Wednesday, March 25, 2009
Almost locked up in Barbados Pt. 6
Seldom in my life have I been on Broad Street, the main thoroughfare in Bridgetown, at 8 a.m. I was surprised by the sparseness of population at that time of the day.
However, the people I met along the way were incredibly cordial. Many said, "Good morning, sir." One fruit vendor waved and shouted from the opposite side of the street, "Have a good day, boss."
Buoyed up a little by this spontaneous show of friendliness, a few minutes later I happened to glance at a mirrored door and saw a man in a dark blue suit wearing smart-looking sunglasses with a briefcase in one hand and a folded umbrella in the other, looking strikingly distinguished.
There is a nice looking man, I thought and then shockingly realised that I was seeing myself in the mirror. I looked important, like, in the local parlance, a 'Big Up', and the people I was passing on the street seemed to think so too. The temptation to indulge in a moment of narcissism was oh so strong but my growing nervousness about the task at hand kept my eyes grounded on the sidewalk in front of me.
When I arrived at District 'A' police station and inquired about the location of the traffic court, the Security Guard at the entrance gate, who was stopping everyone in front of me and seeking details of their reason for being there, simply waved me on by pointing to the direction of the court building.
The summons had ordered me to be at court at 9 a.m . It was not yet 8:30 and the doors of the court were still securely shut.
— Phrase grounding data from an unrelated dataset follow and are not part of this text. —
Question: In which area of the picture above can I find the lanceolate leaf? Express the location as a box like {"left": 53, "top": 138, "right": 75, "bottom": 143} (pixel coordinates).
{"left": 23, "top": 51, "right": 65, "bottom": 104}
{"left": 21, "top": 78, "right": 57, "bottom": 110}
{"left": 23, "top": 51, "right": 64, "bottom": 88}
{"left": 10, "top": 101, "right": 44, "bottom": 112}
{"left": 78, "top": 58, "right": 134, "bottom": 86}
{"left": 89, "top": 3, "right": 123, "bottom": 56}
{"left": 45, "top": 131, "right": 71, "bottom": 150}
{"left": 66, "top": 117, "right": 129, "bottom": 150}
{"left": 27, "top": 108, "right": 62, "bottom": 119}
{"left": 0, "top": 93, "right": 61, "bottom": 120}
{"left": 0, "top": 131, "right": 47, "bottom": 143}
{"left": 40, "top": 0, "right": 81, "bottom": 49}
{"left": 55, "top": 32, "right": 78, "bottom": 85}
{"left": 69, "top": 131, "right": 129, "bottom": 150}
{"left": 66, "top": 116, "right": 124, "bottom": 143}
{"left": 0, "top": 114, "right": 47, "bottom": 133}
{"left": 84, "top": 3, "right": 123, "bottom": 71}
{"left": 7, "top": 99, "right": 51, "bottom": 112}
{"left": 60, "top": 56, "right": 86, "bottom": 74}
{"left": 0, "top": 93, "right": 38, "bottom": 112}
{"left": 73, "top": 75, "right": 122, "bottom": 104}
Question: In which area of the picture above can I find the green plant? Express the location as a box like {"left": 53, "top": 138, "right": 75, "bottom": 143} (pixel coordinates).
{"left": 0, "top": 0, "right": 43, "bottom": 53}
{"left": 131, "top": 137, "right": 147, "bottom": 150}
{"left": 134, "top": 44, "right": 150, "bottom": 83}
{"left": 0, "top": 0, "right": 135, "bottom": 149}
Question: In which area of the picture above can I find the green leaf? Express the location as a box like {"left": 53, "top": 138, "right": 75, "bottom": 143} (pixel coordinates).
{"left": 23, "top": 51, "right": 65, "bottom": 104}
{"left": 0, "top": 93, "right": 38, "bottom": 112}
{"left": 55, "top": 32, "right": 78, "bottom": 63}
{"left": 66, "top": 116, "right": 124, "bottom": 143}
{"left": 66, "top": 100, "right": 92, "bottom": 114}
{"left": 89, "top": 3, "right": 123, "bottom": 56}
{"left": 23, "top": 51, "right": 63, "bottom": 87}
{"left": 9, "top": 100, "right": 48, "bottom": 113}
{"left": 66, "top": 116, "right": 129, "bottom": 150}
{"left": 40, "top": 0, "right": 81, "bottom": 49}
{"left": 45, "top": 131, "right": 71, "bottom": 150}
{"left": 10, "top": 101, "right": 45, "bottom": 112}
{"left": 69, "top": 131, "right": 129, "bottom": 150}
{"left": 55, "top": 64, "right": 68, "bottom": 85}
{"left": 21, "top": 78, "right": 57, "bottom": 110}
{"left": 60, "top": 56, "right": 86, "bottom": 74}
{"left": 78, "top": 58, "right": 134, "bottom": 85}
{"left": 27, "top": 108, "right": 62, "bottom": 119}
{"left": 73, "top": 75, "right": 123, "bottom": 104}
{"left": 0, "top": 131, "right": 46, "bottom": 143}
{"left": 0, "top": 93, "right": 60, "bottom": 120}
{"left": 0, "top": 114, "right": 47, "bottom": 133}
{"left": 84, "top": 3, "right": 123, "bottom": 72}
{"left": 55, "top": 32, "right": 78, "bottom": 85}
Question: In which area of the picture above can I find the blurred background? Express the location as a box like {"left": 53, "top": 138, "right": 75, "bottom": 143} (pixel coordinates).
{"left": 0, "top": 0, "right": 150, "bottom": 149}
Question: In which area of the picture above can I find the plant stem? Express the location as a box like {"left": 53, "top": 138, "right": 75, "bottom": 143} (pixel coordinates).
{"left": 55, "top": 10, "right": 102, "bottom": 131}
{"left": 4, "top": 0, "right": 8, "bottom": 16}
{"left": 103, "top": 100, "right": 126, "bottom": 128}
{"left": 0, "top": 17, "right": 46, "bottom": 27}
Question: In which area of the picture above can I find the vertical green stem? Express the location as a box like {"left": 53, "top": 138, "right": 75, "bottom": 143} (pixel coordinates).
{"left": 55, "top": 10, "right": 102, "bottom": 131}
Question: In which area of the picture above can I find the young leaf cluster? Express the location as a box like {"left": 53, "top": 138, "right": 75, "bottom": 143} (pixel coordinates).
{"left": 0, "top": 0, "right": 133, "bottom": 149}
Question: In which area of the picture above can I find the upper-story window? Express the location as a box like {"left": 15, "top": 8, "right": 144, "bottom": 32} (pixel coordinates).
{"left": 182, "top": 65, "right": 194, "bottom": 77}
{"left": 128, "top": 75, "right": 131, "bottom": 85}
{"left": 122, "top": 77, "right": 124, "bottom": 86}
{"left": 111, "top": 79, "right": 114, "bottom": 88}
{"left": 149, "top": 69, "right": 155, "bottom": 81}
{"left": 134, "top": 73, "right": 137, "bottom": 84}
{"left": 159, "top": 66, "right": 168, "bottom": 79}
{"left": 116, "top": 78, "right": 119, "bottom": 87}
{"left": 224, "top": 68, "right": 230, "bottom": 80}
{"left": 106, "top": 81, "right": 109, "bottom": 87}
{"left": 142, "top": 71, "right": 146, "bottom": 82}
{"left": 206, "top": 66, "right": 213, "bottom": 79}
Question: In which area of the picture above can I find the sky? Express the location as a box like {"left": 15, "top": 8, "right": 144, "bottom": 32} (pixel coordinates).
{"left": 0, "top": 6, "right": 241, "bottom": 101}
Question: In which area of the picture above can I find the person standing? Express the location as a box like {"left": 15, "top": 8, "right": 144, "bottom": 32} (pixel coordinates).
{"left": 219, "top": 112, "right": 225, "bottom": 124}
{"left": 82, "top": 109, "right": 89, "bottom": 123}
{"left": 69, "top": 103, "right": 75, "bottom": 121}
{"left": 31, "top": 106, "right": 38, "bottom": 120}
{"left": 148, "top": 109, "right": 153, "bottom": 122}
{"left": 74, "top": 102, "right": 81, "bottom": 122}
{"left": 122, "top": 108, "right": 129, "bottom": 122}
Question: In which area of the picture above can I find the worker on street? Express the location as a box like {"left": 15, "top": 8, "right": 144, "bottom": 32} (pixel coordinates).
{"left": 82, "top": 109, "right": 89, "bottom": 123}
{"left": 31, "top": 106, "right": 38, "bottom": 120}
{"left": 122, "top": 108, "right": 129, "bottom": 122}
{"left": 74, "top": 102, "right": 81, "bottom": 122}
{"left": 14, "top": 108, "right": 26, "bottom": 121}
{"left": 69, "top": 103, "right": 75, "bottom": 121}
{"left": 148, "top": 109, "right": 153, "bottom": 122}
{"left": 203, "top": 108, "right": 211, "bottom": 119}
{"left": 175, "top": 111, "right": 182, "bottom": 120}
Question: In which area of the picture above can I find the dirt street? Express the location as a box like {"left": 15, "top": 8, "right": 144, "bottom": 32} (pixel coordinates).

Some people were sitting on the benches in the vicinity while others were going into and coming from the nearby Registrar's office.
Looking around me I noticed that almost no one was formally dressed and in the next half hour as I stood there, I began to realise that the only persons who were dressed in suits and ties were lawyers (I recognised a number of them), judges (arriving in expensive-looking cars) and I. Had the summons-deliverer, whose advice it was to dress up, played a practical joke on me? I was beginning to think so and immediately vowed that there would be no mangoes for him.
To relieve the monotony of waiting, I walked slowly back to the entrance of the station compound and stood about ten yards away from the security guard who was still stopping and interrogating those who sought entrance. Moments later a man, seemingly in his fifties, came up to me and inquired if the court was already open.
I said, "I don't think so."
Then he asked, "Is Pilgrim (a well-known defence lawyer) over there yet?"
I said, "I don't know."
He hesitated for a few seconds and then asked, "How busy are you going to be today?"
I replied, "I have no idea how long I'm going to be in court."
He looked a bit disappointed and asked, "You think you might have time to help me out?"
Confused by this question, I asked, "How can I help you out?"
He said, "Well, my lawyer is out of the island and I have to appear in court later this week. Could you help me?"
"I'm not a lawyer," I responded.
" You're not?" His mouth (not a small one) fell open at the thought. "Well, you look like a lawyer."
"Sorry, but I am not," I said with a smile but unsure whether I should have been flattered or embarrassed.
He turned away with a frustrated look which seemed to ask, " Well, what are you doing here dressed up like a lawyer and fooling people like me?" He left grumbling to himself and I was sure that I overheard the words " fraud" and "trickster" as the distance between him and me quickly got greater.